JamesPHoughton commented 5 months ago

We want to explore the various options for analyzing the audio and video recordings. I've listed a number of different possible measures below. For each of these measures:

Google around and see if this is something people commonly measure
See if there are any existing packages in any language for doing that, and note:
- their language
- when they were last updated
- are they referenced in any academic papers
- are those academic papers cited by anyone else? How many times?

We also want to know if there are other measures that are commonly used.

Put outputs in this spreadsheet: https://docs.google.com/spreadsheets/d/1IIvfpwrBdvJ2Szd1jCwfTHPZvTkIB2DGHqYHbniyMwA/edit#gid=0

Audio analysis

Volume analysis

talk start and stop timings?
total talk time
number of turns
length of turn
loudness

Pitch

pitch variance?

Transcript analysis

speech rate (words per minute)
how many questions did they ask?

Video analysis

closeness to screen
expression
hand gestures
looking at screen

First steps

[ ] complete the spreadsheet rows for the tools you've tried already (whisperX, etc)
[ ] add any columns that you think need to be there that are not there
[ ] pin @JamesPHoughton for feedback

JamesPHoughton commented 3 months ago

Notes from Feb 5 meeting

shift Deepgram and volume over by the tstart
update label order on images
line for bottom part of this chart that has "is the volume above some threshold"
create a dataframe that has 1024 rows, columns are the different methods "

pseudocode

entry: { start: 17834 stop: 327849 word: 'mike' }

for col in [whisper, whisperX, deepgram]
  for i in range(1024):
    for entry in entries from that particular tool:
       if entry.start < time[i] && entry.stop >= time[i]  then true, break out of loop.
    otherwise false

Lower priority

try webm with deepgram, not converted wav file (https://developers.deepgram.com/docs/supported-audio-formats)
use ffmpeg to convert to wav file? (https://stackoverflow.com/questions/62064665/coverting-webm-to-wav-with-ffmpeg or https://superuser.com/questions/1327921/ffmpeg-convert-webm-opus-to-wav-or-flac-in-single-step)

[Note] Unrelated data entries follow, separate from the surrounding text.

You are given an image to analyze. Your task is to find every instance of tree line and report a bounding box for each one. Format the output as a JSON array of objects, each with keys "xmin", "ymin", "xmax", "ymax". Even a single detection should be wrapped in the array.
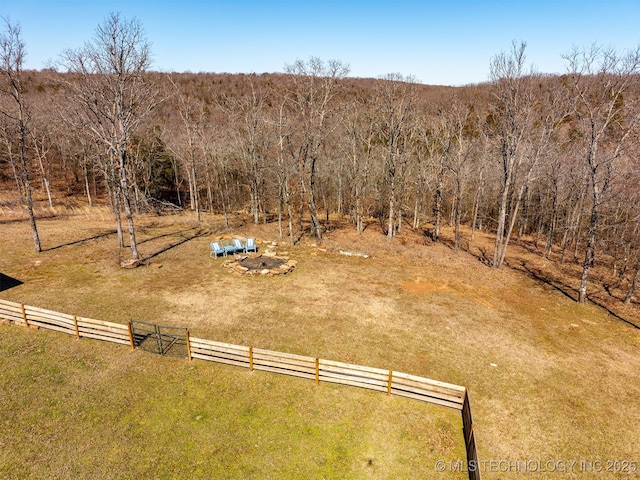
[{"xmin": 0, "ymin": 14, "xmax": 640, "ymax": 303}]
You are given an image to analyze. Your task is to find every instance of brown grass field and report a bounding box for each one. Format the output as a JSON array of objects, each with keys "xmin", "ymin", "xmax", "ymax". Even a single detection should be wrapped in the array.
[{"xmin": 0, "ymin": 203, "xmax": 640, "ymax": 479}]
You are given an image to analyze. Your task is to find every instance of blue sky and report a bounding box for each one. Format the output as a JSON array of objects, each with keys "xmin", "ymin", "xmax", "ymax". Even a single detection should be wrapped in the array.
[{"xmin": 0, "ymin": 0, "xmax": 640, "ymax": 85}]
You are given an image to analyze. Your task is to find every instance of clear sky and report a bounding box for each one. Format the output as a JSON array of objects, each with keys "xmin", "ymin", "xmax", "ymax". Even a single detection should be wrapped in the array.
[{"xmin": 0, "ymin": 0, "xmax": 640, "ymax": 85}]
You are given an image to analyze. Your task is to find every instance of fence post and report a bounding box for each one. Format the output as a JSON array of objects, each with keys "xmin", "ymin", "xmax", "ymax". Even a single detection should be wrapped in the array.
[
  {"xmin": 184, "ymin": 328, "xmax": 193, "ymax": 361},
  {"xmin": 73, "ymin": 315, "xmax": 80, "ymax": 340},
  {"xmin": 127, "ymin": 320, "xmax": 136, "ymax": 350},
  {"xmin": 20, "ymin": 303, "xmax": 29, "ymax": 327}
]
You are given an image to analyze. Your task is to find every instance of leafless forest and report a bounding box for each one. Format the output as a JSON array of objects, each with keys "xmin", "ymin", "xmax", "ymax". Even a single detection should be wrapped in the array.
[{"xmin": 0, "ymin": 15, "xmax": 640, "ymax": 303}]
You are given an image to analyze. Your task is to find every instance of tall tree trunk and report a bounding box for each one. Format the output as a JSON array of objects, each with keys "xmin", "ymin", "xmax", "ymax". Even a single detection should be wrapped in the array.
[{"xmin": 120, "ymin": 150, "xmax": 140, "ymax": 260}]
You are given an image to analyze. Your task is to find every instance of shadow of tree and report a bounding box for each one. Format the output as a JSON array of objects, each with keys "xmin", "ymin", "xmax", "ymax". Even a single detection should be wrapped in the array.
[
  {"xmin": 42, "ymin": 230, "xmax": 117, "ymax": 252},
  {"xmin": 140, "ymin": 229, "xmax": 208, "ymax": 263}
]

mxumary commented 3 months ago

Look into: librosa visualization using wav file, figure out how to use getStart to adjust the shift for volume visualization (look at pseudocode for the following information) There are 1024 frames. For each frame, check if words fall within that time range -- the time series has a start and end time, check if the entry Make a df of 1024 length Each column will be a binary indicator for each software, indicating if it "agrees' with the volume

JamesPHoughton commented 3 months ago

@mxumary just going to make my clarification here instead of slack so that we have it later for reference. =)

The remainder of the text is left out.